Rich Harwood was called into Newtown, Conn., after a gunman fatally shot 26 people, including 20 children, at Sandy Hook Elementary School. The town, struck with trauma, was confronting what to do with the school building. Raze it? Move it? Rebuild?
Harwood, who holds a master’s in public affairs from Princeton University and founded the Harwood Institute for Public Innovation—a Bethesda, Md.-based consulting firm—led the task force charged with bringing a recommendation forward. Ultimately, the town voted to destroy the building and rebuild on the same site.

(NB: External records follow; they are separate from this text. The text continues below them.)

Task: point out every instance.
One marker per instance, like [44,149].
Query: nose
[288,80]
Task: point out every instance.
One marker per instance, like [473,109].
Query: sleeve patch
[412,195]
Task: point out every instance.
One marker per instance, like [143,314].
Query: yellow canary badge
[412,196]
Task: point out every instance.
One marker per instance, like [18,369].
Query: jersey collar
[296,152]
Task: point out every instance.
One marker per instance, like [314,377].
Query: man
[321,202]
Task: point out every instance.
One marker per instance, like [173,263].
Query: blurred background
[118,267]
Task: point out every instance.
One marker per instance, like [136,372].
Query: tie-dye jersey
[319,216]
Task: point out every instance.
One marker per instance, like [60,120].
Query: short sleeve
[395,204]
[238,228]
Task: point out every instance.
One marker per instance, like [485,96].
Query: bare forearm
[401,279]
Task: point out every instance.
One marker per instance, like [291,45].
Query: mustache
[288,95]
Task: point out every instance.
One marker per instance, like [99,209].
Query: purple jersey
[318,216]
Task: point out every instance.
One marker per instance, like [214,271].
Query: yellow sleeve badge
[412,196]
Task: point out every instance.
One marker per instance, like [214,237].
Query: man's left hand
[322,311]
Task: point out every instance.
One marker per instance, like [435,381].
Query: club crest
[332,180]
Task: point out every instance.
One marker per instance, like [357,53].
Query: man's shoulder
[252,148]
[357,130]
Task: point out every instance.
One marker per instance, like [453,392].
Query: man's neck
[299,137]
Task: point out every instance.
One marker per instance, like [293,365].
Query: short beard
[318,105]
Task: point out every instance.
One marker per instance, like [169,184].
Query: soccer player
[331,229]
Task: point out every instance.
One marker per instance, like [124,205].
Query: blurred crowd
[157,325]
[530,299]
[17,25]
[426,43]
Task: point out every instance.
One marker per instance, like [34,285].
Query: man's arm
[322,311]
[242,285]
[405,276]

“The uncertainty about the future of Sandy Hook Elementary had little to do with bricks and mortar,” Harwood told The Washington Post in 2013. “On the surface, it appeared to be about a building. It’s really about a community coming to grips with the trauma and the despair it is feeling.”
On Monday (Sept. 16), Harwood touched down in another region grappling with trauma: Butte County. The author is on a speaking tour to support his new book, Stepping Forward: A Positive, Practical Path to Transform Our Communities and Our Lives, and he arrived at the invitation of county library officials. He toured fire-devastated Paradise before leading a discussion at Chico State where educators, elected officials and those involved with Camp Fire response sought ways to reinvigorate enthusiasm for the recovery efforts and confront challenges that existed before the fire and may have been exacerbated because of it.
Like in Newtown, Harwood told the CN&R, he got a sense that those affected by the Camp Fire, which claimed at least 86 lives and ravaged Paradise, Magalia, Concow and Butte Creek Canyon, are still coming to grips with the event nearly a year after the fact.
“People have a desire—and really a need—to share their feelings,” he said. “To share their story, to share their sense of grief and to share their sense of hope that something positive can happen moving forward.”
Harwood said his visit wasn’t meant as a way to commentate on the challenges in Paradise and elsewhere in Butte County. He wasn’t familiar with the specifics, he said, and he wasn’t hired to consult the county or town. But his experience working in communities that have faced traumatic events—like the economic crisis that racked Flint, Mich., in the 1990s following auto plant closures—has given him some insight regarding how residents, organizations and government can work together toward long-term recovery.
“Look, Butte County had a set of challenges before the Camp Fire,” Harwood said. “Those challenges probably still exist and maybe have been exacerbated—like housing. And so how is it that you can use this unspeakable event to make the community even stronger than before?”
Seated in a conference room in Colusa Hall at Chico State, Larry Olmstead, CEO of United Way of Northern California, had the same question. Olmstead said there are multiple issues wound up in the disaster, including socioeconomic status, rural vs. urban recovery efforts, and homelessness. What, Olmstead asked, has Harwood learned that could be helpful to Butte County?
“To be honest, I’ve never worked in a community that’s faced a natural disaster of this size,” Harwood said. “I doubt there are very many communities that have faced natural disaster as concentrated as this.”
Nevertheless, Harwood noted there likely is an overlap of issues that existed before the Camp Fire and after it. They could be issues related to health, education and poverty. Find those overlapping issues and begin to address them at the same time, he said. As an example, Harwood said efforts by school psychologists to provide mental health resources to students and staff could be used as a model to address mental health issues long-term (see “Stressing support in schools,” Healthlines, July 4).
“At the heart of our work is the notion of intentionality,” he said. “We need to make intentional choices. I think in our work in communities, we make too many implicit choices—they’re not explicit enough—and we’re unwilling to make choices a lot of times. We want to be all things to all people. We don’t want to acknowledge we have limited resources. … I think our unwillingness to make intentional choices is one of the things that holds us back.”
There was also the question of “compassion fatigue.” Immediately after the Camp Fire hit, one attendee told Harwood, it seemed as if the entire community banded together. Tears were shared between store clerks and patrons. Help was offered in abundance. Now, it seems some people are tired of hearing about the disaster, and tired of dealing with it. How can that feeling of compassion be reinvigorated?
Harwood noted that part of the issue may be related to trauma. People affected by the disaster could be feeling a sense of hopelessness, and their personal recovery may be in a state that can exude negativity. There also could be a feeling of numbness permeating throughout the community, a feeling of, “Get over it.”
It’s important, the author said, for those ready and willing to help with recovery efforts to find their allies.
“As hard as it may be, and maybe as frustrating and enraging as it may be,” Harwood said, “I would urge you to try not to use as a measure [of enthusiasm] whether or not the whole community still can remain in the honeymoon stage, because it will only set us up for grave disappointment.”